Example: When a interrupt routine interrupts an user program and temporarily uses its own stack, the stack for the interrupt handler is what i call ‘inner’ and the user stack is what i call ‘outer’. Before a return to the user program, the inner stack needs to be disabled and the outer stack activated, because thats where the return address into the user program is. This forces some linear order between all stacks of different modules.

But, if the stacks have a linear order, why does MS-DOS use multiple stacks inside itself? It could use a single stack, and instead of allocating a new inner stack, just continue to use the outer stack for the same purpose. Omitting that switch would make calls and returns across drivers and resident programs (which are separate modules) much easier.

The answer

I spent several hours consulting physical books. None of the DOS books i own explained this seemingly odd choice, not even “DOS Internals” from Robert S. Lai.

The MS-DOS Bible (also from the Waite Group) didn’t explain it, but it gave the decisive hint - the stack switching was located in Chapter 13 “Terminate and Stay Resident Programs”, subchapter “The Problem of Reentry”.

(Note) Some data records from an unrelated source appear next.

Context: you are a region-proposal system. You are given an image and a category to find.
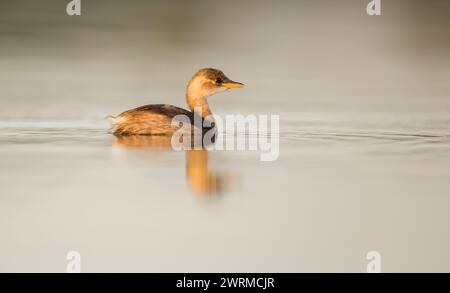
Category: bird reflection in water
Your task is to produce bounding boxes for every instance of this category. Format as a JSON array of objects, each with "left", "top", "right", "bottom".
[{"left": 113, "top": 135, "right": 233, "bottom": 197}]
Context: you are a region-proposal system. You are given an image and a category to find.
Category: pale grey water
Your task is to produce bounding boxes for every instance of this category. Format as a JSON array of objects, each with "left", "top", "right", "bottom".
[{"left": 0, "top": 0, "right": 450, "bottom": 272}]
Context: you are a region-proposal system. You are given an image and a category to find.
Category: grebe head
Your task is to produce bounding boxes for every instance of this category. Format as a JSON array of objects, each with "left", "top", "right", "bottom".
[
  {"left": 186, "top": 68, "right": 244, "bottom": 118},
  {"left": 187, "top": 68, "right": 244, "bottom": 98}
]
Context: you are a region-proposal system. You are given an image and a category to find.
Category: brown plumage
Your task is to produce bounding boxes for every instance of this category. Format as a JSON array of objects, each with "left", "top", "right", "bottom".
[{"left": 112, "top": 68, "right": 243, "bottom": 136}]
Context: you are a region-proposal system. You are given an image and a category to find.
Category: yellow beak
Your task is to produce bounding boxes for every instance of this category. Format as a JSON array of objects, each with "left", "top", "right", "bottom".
[{"left": 223, "top": 80, "right": 244, "bottom": 89}]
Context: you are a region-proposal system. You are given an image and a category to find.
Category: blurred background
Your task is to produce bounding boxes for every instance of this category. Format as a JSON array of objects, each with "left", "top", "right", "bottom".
[{"left": 0, "top": 0, "right": 450, "bottom": 272}]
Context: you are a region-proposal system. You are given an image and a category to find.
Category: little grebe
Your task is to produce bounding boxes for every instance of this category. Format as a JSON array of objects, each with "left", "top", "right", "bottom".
[{"left": 112, "top": 68, "right": 244, "bottom": 136}]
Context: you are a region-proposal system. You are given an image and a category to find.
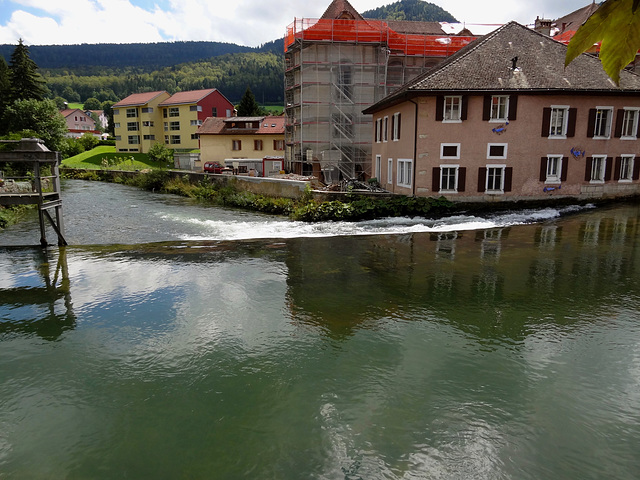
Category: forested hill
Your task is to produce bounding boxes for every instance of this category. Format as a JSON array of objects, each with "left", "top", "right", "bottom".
[
  {"left": 362, "top": 0, "right": 457, "bottom": 23},
  {"left": 0, "top": 40, "right": 284, "bottom": 71}
]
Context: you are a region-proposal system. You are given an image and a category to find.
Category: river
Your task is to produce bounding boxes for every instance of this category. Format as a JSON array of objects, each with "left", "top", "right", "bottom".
[{"left": 0, "top": 180, "right": 640, "bottom": 480}]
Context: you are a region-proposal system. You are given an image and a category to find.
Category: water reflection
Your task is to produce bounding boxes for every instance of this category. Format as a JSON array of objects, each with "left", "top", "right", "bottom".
[{"left": 0, "top": 248, "right": 76, "bottom": 340}]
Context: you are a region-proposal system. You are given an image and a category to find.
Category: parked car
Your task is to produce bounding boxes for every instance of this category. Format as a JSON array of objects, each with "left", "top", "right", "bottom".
[{"left": 204, "top": 162, "right": 224, "bottom": 173}]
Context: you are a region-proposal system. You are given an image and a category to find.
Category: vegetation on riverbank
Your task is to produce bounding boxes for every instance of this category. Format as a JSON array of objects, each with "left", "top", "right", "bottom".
[{"left": 63, "top": 170, "right": 453, "bottom": 222}]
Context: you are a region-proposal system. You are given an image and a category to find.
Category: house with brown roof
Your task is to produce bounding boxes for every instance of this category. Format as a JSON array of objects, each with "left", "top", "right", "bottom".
[
  {"left": 60, "top": 108, "right": 100, "bottom": 138},
  {"left": 364, "top": 22, "right": 640, "bottom": 202},
  {"left": 197, "top": 115, "right": 285, "bottom": 174},
  {"left": 113, "top": 88, "right": 234, "bottom": 153}
]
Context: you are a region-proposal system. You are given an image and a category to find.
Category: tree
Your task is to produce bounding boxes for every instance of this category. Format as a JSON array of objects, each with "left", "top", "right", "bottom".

Thinking through possible scenarios of re-entry, i found a edge case that actually breaks if the kernel only has a single, large stack:

  1. The DOS kernel gets invoked as part of a DOS syscall
  2. The kernel switches to its own stack, processes the syscall and calls out to a driver (imagine a disk driver for file access)
  3. The driver is a software module on its own, and as such, sets up an own stack for itself
  4. During the stack switching the previous pointer for the kernel stack is recorded by the driver
  5. While the driver is processing, a hardware interrupt triggers
  6. Control goes to the kernel, via the entry point for the hardware interrupt
  7. The kernel is supposed to switch from the previous stack (from the driver) to the ‘inner’ stack area. The correct address to continue on the kernel stack is only known to the driver at this point. The kernel would be unable to correctly determine the new stack pointer.

The DOS kernel works around this problem by switching to a completely new stack area, and leaving the previous one untouched. This is sufficient to explain that the kernel alone needs at least two stacks.